It is a very clear corollary of his argument that there would be no reason for government to regulate if the shareholders were able fully to capture the “benefits” of sexually abusing their workers by themselves demanding blowjobs in exchange for an increased wage premium to compensate the employees for the risk and trouble (e.g. in owner-managed businesses). Inequality in the workplace, and the ability of superiors to demand sexual favors from subordinates, is not the problem. The obligation on shareholders to pay the costs without reaping the sexual proceeds is.

35

dilbert dogbert 07.13.12 at 7:09 pm

“Alex Tabarrok’s post of a couple of days ago, which claims that leftists like me are blinded by our assumptions, because we ignore how workers at risk of sexual harassment will seek and get higher wages in compensation for the risk.”

Is this quote correct?
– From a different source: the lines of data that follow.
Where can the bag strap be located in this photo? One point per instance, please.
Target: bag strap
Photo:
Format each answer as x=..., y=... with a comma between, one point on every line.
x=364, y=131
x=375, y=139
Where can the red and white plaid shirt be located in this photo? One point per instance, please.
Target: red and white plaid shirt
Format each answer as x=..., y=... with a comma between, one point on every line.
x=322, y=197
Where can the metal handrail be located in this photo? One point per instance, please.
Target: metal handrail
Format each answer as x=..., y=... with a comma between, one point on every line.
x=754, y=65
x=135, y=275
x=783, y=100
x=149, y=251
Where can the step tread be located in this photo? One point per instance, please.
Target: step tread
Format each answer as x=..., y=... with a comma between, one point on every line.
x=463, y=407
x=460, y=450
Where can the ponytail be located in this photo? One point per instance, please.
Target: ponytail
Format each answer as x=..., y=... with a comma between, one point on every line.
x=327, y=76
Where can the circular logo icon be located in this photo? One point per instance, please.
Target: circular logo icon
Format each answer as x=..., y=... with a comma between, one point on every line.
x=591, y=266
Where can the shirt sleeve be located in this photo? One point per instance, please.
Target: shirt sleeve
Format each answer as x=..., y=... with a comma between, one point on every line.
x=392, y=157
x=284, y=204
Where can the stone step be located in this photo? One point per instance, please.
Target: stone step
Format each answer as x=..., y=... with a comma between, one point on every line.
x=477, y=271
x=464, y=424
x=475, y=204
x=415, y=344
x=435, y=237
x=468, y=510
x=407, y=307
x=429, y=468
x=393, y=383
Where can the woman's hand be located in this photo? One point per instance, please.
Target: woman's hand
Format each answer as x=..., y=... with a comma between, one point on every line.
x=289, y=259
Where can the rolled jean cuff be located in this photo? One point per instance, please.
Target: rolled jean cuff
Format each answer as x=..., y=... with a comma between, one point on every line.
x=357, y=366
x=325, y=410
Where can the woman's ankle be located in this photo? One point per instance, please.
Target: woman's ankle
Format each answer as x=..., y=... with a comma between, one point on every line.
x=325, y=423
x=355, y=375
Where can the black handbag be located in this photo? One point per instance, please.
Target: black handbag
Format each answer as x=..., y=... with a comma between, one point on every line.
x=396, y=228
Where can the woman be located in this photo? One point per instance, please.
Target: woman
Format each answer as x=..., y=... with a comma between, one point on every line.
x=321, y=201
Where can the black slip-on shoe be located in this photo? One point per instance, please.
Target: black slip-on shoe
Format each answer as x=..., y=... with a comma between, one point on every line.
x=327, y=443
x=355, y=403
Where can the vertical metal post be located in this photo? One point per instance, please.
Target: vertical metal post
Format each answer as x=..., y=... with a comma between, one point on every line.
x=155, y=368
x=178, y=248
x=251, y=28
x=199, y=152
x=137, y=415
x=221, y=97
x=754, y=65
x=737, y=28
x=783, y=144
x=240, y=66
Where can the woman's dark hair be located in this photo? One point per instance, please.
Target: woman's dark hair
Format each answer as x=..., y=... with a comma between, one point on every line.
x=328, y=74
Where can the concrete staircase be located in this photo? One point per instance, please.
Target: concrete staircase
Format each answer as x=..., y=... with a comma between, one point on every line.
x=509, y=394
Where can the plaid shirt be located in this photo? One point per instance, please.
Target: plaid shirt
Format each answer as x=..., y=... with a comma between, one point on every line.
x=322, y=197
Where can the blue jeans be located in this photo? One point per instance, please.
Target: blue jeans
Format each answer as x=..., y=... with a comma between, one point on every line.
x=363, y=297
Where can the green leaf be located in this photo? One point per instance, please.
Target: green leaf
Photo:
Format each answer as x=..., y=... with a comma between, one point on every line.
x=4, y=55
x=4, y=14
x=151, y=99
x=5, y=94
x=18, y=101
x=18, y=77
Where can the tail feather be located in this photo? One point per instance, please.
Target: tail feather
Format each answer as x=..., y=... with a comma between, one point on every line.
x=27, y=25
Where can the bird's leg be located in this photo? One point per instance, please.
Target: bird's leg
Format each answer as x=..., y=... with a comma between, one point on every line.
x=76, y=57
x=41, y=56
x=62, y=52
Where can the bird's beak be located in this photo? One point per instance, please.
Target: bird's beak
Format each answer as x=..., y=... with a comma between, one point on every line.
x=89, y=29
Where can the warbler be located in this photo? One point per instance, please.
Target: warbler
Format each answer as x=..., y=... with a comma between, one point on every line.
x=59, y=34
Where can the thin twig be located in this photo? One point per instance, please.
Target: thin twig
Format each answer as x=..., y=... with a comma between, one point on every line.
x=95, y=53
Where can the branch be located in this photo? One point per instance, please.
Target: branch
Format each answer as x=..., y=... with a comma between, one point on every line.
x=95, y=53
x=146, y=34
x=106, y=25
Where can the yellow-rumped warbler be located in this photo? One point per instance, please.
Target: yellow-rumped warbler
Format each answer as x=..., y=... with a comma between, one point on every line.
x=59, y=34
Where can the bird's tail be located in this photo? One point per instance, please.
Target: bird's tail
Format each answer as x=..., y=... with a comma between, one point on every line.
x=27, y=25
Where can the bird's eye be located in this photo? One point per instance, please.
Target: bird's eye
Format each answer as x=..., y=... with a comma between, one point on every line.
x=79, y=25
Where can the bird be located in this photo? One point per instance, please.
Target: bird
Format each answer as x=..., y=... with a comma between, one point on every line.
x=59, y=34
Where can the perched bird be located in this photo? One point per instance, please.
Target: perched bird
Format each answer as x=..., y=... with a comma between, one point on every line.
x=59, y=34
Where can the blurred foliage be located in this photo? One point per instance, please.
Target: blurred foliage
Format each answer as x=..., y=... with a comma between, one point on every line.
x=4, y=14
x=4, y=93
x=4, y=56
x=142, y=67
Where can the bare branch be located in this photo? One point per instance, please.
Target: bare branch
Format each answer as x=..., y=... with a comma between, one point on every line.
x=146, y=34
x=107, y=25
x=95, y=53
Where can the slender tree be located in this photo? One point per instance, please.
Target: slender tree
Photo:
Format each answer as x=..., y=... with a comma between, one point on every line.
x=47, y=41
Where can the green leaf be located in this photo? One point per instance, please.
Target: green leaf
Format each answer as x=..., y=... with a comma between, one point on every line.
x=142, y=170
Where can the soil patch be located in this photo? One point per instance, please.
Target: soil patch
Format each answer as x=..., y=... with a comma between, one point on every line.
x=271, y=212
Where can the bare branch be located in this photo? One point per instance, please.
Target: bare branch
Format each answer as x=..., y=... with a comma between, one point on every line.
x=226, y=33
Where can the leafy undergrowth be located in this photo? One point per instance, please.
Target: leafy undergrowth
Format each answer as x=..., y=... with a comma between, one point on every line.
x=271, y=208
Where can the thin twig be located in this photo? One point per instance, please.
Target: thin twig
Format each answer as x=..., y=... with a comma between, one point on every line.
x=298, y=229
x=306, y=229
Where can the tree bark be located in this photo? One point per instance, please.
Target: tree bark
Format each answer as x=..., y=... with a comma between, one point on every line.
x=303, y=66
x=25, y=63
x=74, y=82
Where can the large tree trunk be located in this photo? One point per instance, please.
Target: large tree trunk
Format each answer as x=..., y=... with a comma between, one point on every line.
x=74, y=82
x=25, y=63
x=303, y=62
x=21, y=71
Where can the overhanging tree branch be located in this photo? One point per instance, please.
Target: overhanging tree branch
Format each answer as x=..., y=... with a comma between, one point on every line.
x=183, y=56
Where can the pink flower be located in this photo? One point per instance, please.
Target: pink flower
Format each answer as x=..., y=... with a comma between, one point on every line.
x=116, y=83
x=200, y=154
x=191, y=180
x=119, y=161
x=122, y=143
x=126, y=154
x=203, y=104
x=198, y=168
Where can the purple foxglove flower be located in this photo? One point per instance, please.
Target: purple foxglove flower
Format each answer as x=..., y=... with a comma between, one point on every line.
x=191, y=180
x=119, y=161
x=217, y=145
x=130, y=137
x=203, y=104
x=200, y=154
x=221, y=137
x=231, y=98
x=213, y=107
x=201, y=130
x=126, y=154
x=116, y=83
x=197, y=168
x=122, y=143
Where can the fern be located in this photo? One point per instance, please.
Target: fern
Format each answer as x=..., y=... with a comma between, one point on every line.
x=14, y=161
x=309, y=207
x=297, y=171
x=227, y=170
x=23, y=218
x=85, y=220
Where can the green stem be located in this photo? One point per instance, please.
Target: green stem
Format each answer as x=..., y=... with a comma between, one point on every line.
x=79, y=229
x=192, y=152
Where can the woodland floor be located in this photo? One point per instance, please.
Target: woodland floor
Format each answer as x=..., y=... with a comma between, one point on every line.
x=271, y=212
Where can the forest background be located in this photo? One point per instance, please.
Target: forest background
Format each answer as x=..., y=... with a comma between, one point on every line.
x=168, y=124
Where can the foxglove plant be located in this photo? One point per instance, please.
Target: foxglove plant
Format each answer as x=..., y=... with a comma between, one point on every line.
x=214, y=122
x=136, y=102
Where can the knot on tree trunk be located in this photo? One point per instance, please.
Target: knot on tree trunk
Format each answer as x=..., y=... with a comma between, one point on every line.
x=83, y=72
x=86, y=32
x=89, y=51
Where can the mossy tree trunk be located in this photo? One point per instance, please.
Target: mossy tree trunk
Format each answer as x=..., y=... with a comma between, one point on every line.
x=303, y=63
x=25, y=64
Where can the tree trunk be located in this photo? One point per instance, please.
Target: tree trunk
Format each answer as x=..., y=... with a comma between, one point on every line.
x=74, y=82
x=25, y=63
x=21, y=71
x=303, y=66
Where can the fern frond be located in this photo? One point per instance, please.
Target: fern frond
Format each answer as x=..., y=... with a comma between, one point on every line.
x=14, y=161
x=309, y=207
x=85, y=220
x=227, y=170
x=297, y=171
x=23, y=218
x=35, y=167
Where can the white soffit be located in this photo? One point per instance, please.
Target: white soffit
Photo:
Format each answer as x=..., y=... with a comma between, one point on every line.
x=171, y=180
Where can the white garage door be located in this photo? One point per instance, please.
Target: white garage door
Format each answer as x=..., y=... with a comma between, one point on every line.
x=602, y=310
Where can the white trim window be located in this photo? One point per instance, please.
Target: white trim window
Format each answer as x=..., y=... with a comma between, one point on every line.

The powerless will negotiate with the powers to seek and get higher wages? I know I am old and my brain is turning to mush but I can’t see how that works.

36

Data Tutashkhia 07.13.12 at 7:16 pm

@22 However, as a general rule, game theoretical models are far more brittle, and far more dependent on extremely strong rationality assumptions than general arguments about the power of competition.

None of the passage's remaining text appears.